Por su parte, desde el centro concertado donde estudia la niña, “El Buen Pastor”, están a favor de la integración de la misma, pero aseguran que con el dinero que reciben de la Administración, no pueden costear un intérprete para ella. “Hay un dinero asignado, un dinero que se gasta en dos personas fundamentalmente: la profesora de integración y la logopeda que se tiene que encargar de los casos más generales. No podemos ampliar más, no existe ese dinero por ninguna parte”, aporta Joaquín Ejea, director del colegio.
Actualmente, Natalia asiste a clases en las mismas aulas que el resto de los niños y sigue el mismo programa. La única diferencia es que para las materias de Lengua Española e Inglés se adaptan los contenidos y los objetivos de las mismas, según su capacidad de comunicación y comprensión. “Mucha gente piensa que no sirve de nada que una niña sorda conozca las poesías de Juan Ramón Jiménez. Mi hija entenderá de un modo u otro los contenidos de esas poesías, pero para su formación son iguales de necesarias que para un niño oyente.”
Como Natalia, de 6 años, en Andalucía hay más de 1.600 alumnos con problemas de audición y sin embargo su situación no es ni mucho menos homogénea. La mayoría de los alumnos, presentan serias dificultades en competencias tales como la lectura o las matemáticas, teniendo serios problemas respecto a aquellos contenidos culturales necesarios que le permitirán su incorporación al mundo social y laboral. “Hay muchas opiniones sobre la total integración de un niño sordo, tanto a favor como en contra. Sin embargo debemos preguntarnos si la adaptación que habitualmente ha solido predominar, apuesta por potenciar las características del sordo o es simplemente una adaptación al entorno en el que vive. Es decir, ¿es el entorno el que se adapta al sordo o el propio sordo el que se adapta al entorno?”, asegura Antonio Márquez Ferrete, fundador del Club Deportivo de Sordos de Sevilla.
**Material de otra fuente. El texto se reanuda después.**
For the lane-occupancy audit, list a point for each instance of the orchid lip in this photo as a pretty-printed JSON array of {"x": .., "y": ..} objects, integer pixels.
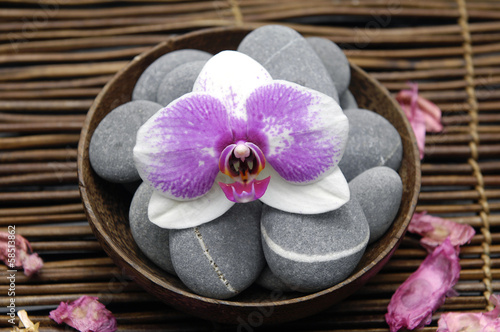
[
  {"x": 242, "y": 161},
  {"x": 244, "y": 193}
]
Hasta ahora, gracias a su intérprete y profesores, Natalia ha podido avanzar al mismo ritmo que sus compañeros. “El nivel educativo de Natalia ahora mismo es como el de cualquier alumno, ha pasado su etapa infantil sin ningún tipo de problema relacionado a su discapacidad. La única desventaja es que a la hora de hablar, ella nunca ha escuchado como suenan las palabras, no sabe cómo son los sonidos […] es lo único en lo que le tenemos que reforzar. En todo lo demás, avanza igual que el resto de compañeros sin ningún tipo de dificultad, teniendo siempre el apoyo, claro está, del lenguaje de signos”, comenta Patricia Cárdenas, profesora y tutora de Natalia.
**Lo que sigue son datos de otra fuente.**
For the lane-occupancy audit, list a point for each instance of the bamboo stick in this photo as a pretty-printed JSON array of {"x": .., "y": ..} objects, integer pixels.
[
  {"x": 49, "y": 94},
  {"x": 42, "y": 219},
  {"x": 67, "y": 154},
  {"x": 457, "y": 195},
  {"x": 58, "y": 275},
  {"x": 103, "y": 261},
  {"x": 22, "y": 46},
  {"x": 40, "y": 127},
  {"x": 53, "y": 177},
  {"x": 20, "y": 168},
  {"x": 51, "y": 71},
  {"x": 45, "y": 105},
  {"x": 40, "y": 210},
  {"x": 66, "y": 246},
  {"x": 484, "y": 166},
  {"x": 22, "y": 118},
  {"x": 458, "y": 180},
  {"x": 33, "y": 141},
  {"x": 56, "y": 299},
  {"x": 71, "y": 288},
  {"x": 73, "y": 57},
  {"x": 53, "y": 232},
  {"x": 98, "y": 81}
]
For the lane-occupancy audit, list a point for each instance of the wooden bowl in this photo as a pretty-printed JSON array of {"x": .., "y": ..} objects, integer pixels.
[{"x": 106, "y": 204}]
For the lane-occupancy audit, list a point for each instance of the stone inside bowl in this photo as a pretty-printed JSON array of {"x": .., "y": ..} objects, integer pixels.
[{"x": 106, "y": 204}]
Viendo los progresos que su hija ha conseguido gracias a la lengua de signos y al apoyo de sus compañeros, profesores y familiares, los padres de Natalia no ven debilitadas sus fuerzas para seguir luchando por lo que creen: por el futuro de su hija. “Lo único que le pedimos a la Administración es que dote al centro de la persona que ella necesite, que tenga la oportunidad de desarrollarse como los demás. No se trata de una utopía, sino que es un derecho y la propia ley lo marca” concluye María José.